Was his introduction of Paul Ryan as “the next president” actually a Freudian slip?
Mitt Romney has asked the GOP to look into the possibility of trading his top spot on the Presidential ticket with his choice for Vice President, Paul Ryan.
Citing reasons such as “I don’t want to do this anymore,” and “I just found out how little the President actually earns,” as justification for his request, Romney is hoping the GOP will come up with an answer for him in enough time so that he can deliver the news at the GOP convention being held in Tampa the week of August 27, 2012.

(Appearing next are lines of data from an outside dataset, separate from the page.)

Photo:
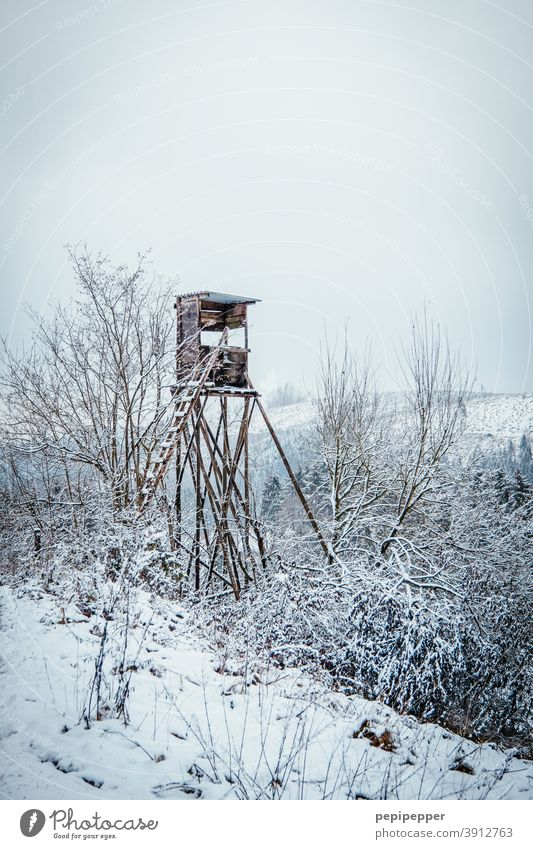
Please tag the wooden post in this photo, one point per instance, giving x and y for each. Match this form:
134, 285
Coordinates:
294, 481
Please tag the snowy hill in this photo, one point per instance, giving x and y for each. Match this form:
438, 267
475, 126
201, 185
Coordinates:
202, 727
491, 420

“I had no idea campaigning for President would be so hard,” whined Romney in his letter to GOP Chairman, Reince Priebus.
“And today, I get this e-mail from Dick Cheney telling me that once I’m President, he’s gonna be in charge again, so I better get used to it. I mean, who died and left him boss?”
Romney claims that once he saw how energetic Ryan was the first few days after being introduced as the Vice Presidential pick, he knew Ryan would make a much better President.
“If nothing else, I think Ryan could totally kick Cheney’s butt,” wrote Romney to Priebus. “Plus, the kid is a dynamo who actually already has a budget plan in place. I have to tell you, Reince, I was getting pretty darned tired of saying I had a budget plan just to keep the base ignited, when, in fact, I had nothing.”
“Besides that, I honestly don’t know what I stand for anymore. I thought I was for women’s rights until they kept telling me I’m not supposed to be for women’s rights. You know, that kinda put a real kink in my marriage. I was getting it from both sides,” he said.
“At least with Ryan, if he says he doesn’t give a whit about women’s rights, and his wife is OK with that, then it makes more sense for him to be saying that kinda stuff.”
In closing, Romney assured Priebus that he would be as good a Vice President as Joe Biden.
“Look, Reince, what it comes down to is this. Romney/Ryan, Ryan/Romney, in the big scheme of things neither one of us is really going to be the power behind the presidency, so please, I’m begging you, don’t make me be leader of the free world or so help me God, I’ll pull a Rick Perry on you.”